Profit margins on arbitrage opportunities typically range from 1% to 5% per bet. These situations appear frequently, sometimes hundreds of times per day, across different sportsbooks. The work involves monitoring multiple platforms, acting fast, and managing accounts carefully to avoid restrictions.
Managing Your Bankroll
Computer scientist John Kelly developed his staking formula in 1956 for telephone signal noise reduction. The formula found a second life in gambling, where it became a standard bankroll management strategy. The Kelly Criterion calculates how much to wager based on your perceived edge and the odds offered.
The formula can recommend aggressive stake sizes when you hold an advantage. For this reason, many bettors use half or quarter Kelly to reduce variance. Most professional-level bettors never risk more than 2% of their working bankroll on a single bet. Discipline matters more than confidence in any one pick.
Experienced bettors typically achieve 3% to 7% return on investment over time. Even 1% to 2% ROI counts as profitable. Anything above 10% is exceptional and difficult to maintain. A commonly cited benchmark for success sits around 5% ROI on approximately 3,000 wagers per year.
The Tax Reality
Gambling winnings are fully taxable. The IRS requires you to report all income from betting on your tax return. If you win $600 or more from a single wager, the sportsbook must withhold federal income tax at 24%. How much you ultimately owe depends on your overall income and tax bracket, which ranges from 10% to 37%.
You can deduct gambling losses, but only up to the amount of your documented winnings. Starting January 1, 2026, the One Big Beautiful Bill Act changes this calculation. From tax year 2026 forward, you can deduct only 90% of your total winnings.
State taxes add another layer. Some states levy rates as low as 6.75% on operator revenue, while others exceed 50%. Higher tax rates on sportsbooks often result in less favorable odds for bettors, as books adjust their margins to stay profitable.

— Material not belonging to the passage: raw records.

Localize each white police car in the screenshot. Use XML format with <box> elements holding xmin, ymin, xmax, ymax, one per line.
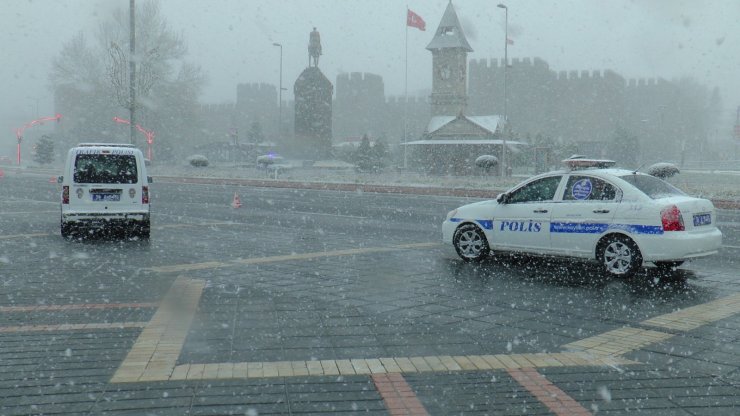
<box><xmin>442</xmin><ymin>158</ymin><xmax>722</xmax><ymax>276</ymax></box>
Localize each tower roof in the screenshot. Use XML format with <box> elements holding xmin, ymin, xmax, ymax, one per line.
<box><xmin>427</xmin><ymin>1</ymin><xmax>473</xmax><ymax>52</ymax></box>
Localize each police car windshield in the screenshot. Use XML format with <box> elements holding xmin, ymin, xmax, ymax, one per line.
<box><xmin>74</xmin><ymin>154</ymin><xmax>138</xmax><ymax>184</ymax></box>
<box><xmin>620</xmin><ymin>174</ymin><xmax>686</xmax><ymax>199</ymax></box>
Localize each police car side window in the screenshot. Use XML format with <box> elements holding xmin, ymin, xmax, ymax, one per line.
<box><xmin>563</xmin><ymin>175</ymin><xmax>617</xmax><ymax>201</ymax></box>
<box><xmin>508</xmin><ymin>176</ymin><xmax>562</xmax><ymax>204</ymax></box>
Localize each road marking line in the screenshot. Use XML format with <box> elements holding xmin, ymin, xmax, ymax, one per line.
<box><xmin>372</xmin><ymin>373</ymin><xmax>429</xmax><ymax>416</ymax></box>
<box><xmin>0</xmin><ymin>232</ymin><xmax>50</xmax><ymax>240</ymax></box>
<box><xmin>289</xmin><ymin>211</ymin><xmax>369</xmax><ymax>220</ymax></box>
<box><xmin>0</xmin><ymin>302</ymin><xmax>159</xmax><ymax>313</ymax></box>
<box><xmin>641</xmin><ymin>293</ymin><xmax>740</xmax><ymax>331</ymax></box>
<box><xmin>144</xmin><ymin>243</ymin><xmax>440</xmax><ymax>273</ymax></box>
<box><xmin>506</xmin><ymin>368</ymin><xmax>591</xmax><ymax>416</ymax></box>
<box><xmin>111</xmin><ymin>276</ymin><xmax>205</xmax><ymax>383</ymax></box>
<box><xmin>0</xmin><ymin>210</ymin><xmax>59</xmax><ymax>215</ymax></box>
<box><xmin>0</xmin><ymin>322</ymin><xmax>147</xmax><ymax>334</ymax></box>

What Professional Numbers Actually Look Like
A professional bettor aiming to net $50,000 or more annually needs to win at least 55% to 60% of wagers at average odds of -110. That winning percentage sits well above the breakeven threshold, and maintaining it over thousands of bets requires extensive research, model building, and bankroll management.
From 2020 to 2024, regulated sports betting revenue increased from less than $2 billion annually to nearly $14 billion. More money flows through legal sportsbooks than ever before. Competition among bettors has increased alongside this growth.
Conclusion
Saving and making money on sports betting comes down to extracting value where others miss it. Sign-up bonuses reduce initial costs. Line shopping finds better prices. Arbitrage locks in guaranteed returns. Bankroll management prevents ruin during losing streaks. Tax planning keeps more of what you win.
None of these methods promises wealth. The 3% who profit over time do so through volume, discipline, and attention to small edges that accumulate over months and years. The rest pay for the entertainment of having action on a game. Knowing which group you belong to, and which group you want to belong to, determines how you should approach every wager.